Caballero is perhaps best known for his often quoted characterization of Humboldt, who travelled in Cuba in the early 19th century, as the "second discoverer" of the island, after Columbus: “Colón dio a Europa un Nuevo Mundo; Humboldt se lo hizo conocer en lo físico, en lo material, en lo intellectual y lo moral” ("Columbus gave Europe a New World; Humboldt made it known in its physical, material, intellectual, and moral aspects").

On his return to Cuba in 1831, Luz devoted all his time and energies to the cause of education, assuming the direction of a college from 1834 until 1839. In 1848 he founded the "El Salvador" school.
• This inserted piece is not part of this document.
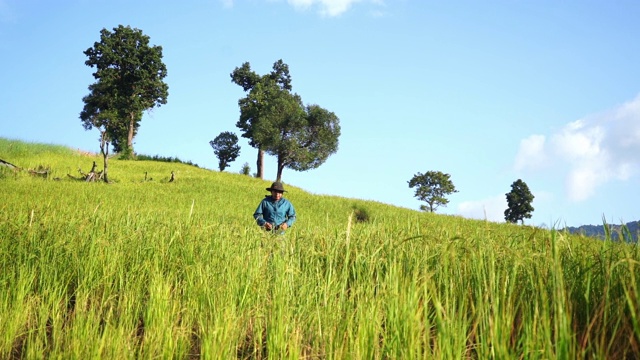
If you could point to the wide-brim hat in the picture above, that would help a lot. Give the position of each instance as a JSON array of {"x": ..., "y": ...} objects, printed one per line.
[{"x": 276, "y": 186}]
Among his works are a translation of Volney's Travels in Egypt and Syria, with notes and additions (Paris, 1829); Siegling's Public Prisons and their Reforms, from the German (1837); and numerous memoirs and pamphlets on educational, scientific, and philosophical subjects. There are several biographies of La Luz, one being that in Spanish by José Ignacio Rodriguez (New York, 1874).